Jackson, a community situated in the heart of Cape Girardeau County, is the second fastest growing Missouri city between St. Louis and the Arkansas border. The 1990 census marked Jackson at 9,200 persons. Just four years later, the estimated population has surpassed 11,000. By the year 2000, projections indicate Jackson's population could top 14,000.
Most of the growth can be attributed to the city's reputation as an excellent place to raise a family: excellent school system and well-preserved existing housing to complement new housing development. But city officials also know well the importance of attracting new commercial development and nurturing existing businesses.
This year, the city will issue about 120 single-family home permits, which outstrips new homes in its larger neighbor, Cape Girardeau.
The city also has expanded to the south with the annexation last summer of Grandview Acres. Thanks to a one-half-cent transportation tax that voters approved 1986, the city's street system rivals any for a town its size. All new developments demand paved streets, and all streets are curbed and guttered.
Despite the positive news, Jackson officials recently learned the city was in danger of losing the Lee-Rowan Co. plant and its jobs. Lee-Rowan officials decided to consolidate its plants, but local officials didn't know where the single manufacturing plant would be -- here or in Tennessee.

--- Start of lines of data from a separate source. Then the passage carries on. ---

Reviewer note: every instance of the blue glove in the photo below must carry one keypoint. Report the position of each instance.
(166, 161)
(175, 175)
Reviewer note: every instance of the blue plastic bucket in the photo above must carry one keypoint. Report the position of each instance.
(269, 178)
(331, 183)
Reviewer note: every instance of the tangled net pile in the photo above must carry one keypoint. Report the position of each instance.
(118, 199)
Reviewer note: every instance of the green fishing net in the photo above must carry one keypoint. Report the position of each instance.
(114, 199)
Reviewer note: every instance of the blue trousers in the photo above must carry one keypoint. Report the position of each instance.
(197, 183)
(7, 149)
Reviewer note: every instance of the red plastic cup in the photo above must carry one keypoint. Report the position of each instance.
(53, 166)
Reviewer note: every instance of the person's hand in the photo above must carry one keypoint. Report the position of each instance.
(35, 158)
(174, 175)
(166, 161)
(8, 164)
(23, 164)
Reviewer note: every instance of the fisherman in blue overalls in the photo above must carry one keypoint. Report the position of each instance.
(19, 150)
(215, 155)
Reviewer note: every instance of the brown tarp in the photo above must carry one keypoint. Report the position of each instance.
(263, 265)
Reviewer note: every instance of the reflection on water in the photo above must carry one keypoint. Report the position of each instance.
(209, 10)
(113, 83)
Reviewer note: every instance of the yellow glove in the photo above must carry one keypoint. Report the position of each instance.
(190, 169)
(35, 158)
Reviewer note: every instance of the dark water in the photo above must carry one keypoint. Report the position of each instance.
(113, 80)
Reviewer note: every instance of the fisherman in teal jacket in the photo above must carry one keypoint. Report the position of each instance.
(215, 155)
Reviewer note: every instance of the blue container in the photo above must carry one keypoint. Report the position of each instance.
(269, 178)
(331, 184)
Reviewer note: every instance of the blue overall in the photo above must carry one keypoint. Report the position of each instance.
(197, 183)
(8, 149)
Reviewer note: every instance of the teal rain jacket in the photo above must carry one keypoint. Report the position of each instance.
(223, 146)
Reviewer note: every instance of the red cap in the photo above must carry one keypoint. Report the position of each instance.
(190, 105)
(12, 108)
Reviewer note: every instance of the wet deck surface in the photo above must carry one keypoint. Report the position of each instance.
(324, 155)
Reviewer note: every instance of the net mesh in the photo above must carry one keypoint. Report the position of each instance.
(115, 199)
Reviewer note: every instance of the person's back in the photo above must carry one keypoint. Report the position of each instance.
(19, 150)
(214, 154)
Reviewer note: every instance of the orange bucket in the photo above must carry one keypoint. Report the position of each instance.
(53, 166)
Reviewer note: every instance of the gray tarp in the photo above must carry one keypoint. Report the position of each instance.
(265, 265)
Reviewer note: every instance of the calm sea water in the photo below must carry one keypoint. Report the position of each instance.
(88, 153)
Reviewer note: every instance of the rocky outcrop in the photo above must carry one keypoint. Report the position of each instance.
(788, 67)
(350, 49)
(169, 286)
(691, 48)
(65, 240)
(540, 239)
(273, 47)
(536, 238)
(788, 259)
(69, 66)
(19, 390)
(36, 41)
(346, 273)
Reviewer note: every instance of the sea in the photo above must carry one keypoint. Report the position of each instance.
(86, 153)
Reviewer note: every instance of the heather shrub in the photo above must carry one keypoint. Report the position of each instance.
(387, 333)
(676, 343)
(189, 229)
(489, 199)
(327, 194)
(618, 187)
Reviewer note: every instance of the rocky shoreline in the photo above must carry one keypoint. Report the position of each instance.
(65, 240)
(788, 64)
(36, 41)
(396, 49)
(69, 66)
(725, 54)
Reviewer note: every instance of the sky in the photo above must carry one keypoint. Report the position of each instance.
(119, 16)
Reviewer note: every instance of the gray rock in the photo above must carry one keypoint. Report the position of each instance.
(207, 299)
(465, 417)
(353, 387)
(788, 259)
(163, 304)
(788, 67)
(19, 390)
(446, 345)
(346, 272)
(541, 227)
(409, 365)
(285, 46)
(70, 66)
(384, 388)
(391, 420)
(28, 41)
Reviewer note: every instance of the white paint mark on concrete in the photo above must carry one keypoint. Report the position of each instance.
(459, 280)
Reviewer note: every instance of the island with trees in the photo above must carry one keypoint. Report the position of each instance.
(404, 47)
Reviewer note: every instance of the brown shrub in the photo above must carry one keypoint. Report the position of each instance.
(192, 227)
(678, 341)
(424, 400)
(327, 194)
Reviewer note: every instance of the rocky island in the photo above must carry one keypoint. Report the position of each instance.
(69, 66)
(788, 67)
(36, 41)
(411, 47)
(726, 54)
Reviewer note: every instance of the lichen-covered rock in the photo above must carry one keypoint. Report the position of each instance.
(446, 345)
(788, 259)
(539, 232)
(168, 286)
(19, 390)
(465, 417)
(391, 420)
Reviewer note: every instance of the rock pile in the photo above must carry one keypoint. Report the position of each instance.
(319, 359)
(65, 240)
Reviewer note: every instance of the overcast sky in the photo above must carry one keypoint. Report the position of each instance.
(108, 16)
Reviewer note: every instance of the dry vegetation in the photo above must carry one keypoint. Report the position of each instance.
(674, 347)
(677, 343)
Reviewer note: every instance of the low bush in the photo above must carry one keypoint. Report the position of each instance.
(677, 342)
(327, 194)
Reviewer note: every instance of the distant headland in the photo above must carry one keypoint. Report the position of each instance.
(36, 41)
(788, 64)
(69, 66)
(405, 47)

With its 1,350 employees, Lee-Rowan is the largest employer in Cape Girardeau County. A producer of wire organizing equipment, it was sold by owner Desmond Lee to the Newell Co. in September 1993. In Lee-Rowan's 30 years of business in Jackson, it has expanded 10 times. The expansions were welcomed, but the land-locked Jackson site provided limited space for further growth, while a Tennessee plant has an enormous amount of land and parking.
That prompted Mayor Paul Sander and Mitch Robinson, executive director of the Cape Girardeau Area Industrial Recruitment Association, to organize a group of officials, who set out to keep the factory here. The group was able to purchase adjoining property from landowner Byron Lang. An option on an additional tract will enable the city to acquire property for further Lee-Rowan expansion.
The city, with Robinson's help, also was able to get Missouri Department of Economic Development money for Lee-Rowan. The company received assistance with utilities and other expenses. In short, Lee-Rowan won't be headed south any time soon, thanks to the cooperative effort of local officials. But it is impossible to overlook the role the community's quality of life -- its homes, churches, shops and, perhaps most important, its people -- played in keeping the company here.